Основні поняття
Faithfulness and plausibility can be complementary objectives in explainable AI, as traditional perturbation-based methods like Shapley value and LIME can achieve high levels of both accuracy and user accessibility in their explanations.
Анотація
The study investigates the relationship between faithfulness and plausibility in explainable AI across three NLP tasks: sentiment analysis, intent detection, and topic labeling. The authors utilize GPT-4 to construct professional explanations as benchmarks for plausibility evaluation.
Key highlights:
- Faithfulness evaluation shows that Shapley value, LIME, and GPT-4 outperform traditional gradient-based and attention-based methods across the datasets.

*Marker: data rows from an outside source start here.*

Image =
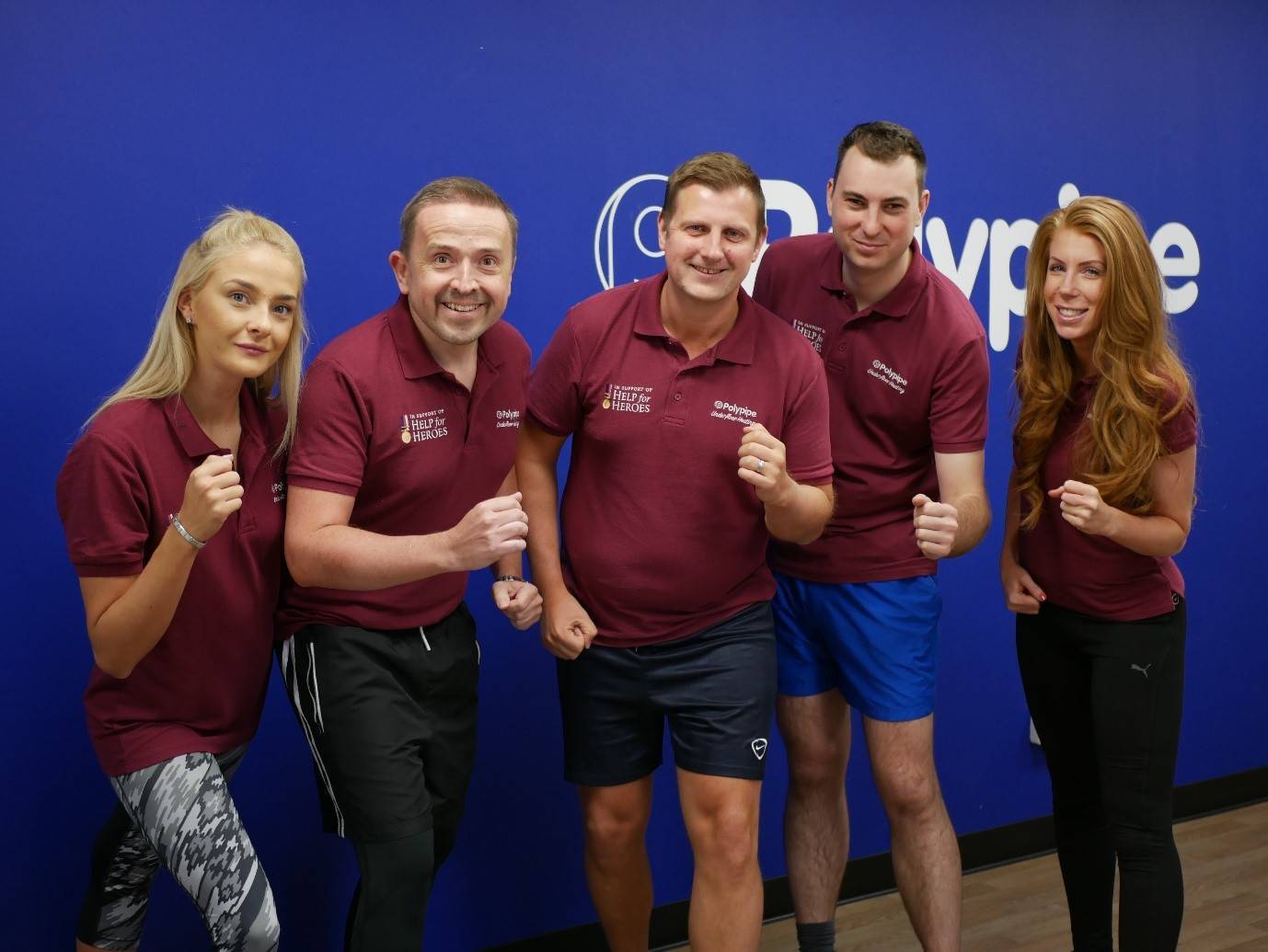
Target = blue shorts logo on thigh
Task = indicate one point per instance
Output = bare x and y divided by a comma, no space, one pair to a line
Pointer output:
875,642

- Plausibility evaluation based on rank correlation and overlap rate indicates significant overlap between Shapley value, LIME, and GPT-4 in identifying the most influential features.
- The findings suggest that faithfulness and plausibility can be complementary objectives, and explainability algorithms can be optimized to achieve high performance in both dimensions.
The authors also discuss limitations, noting that the study focuses on a selected set of tasks and models, and future research could explore more diverse settings. Additionally, how to optimize explainability algorithms for multiple objectives simultaneously requires further investigation.
Статистика
The model's output probability on the predicted class decreases by 5.9748 on average after replacing the top k influential words in the text sequence for BERT on SST-2.
The model's output probability on the predicted class decreases by 5.4660 on average after replacing the top k influential words in the text sequence for RoBERTa on SST-2.
The model's output probability on the predicted class decreases by 3.2694 on average after replacing the top k influential words in the text sequence for BERT on 20Newsgroups.
The model's output probability on the predicted class decreases by 3.4327 on average after replacing the top k influential words in the text sequence for RoBERTa on 20Newsgroups.
Цитати
"Our findings suggest that plausibility and faithfulness can be complementary. The explainability method could achieve a high overlap rate in identifying influential features and also tend to provide explanations that are plausible to human interpreters, which implies that the explainability algorithms can be optimized toward the dual objective of faithfulness and plausibility."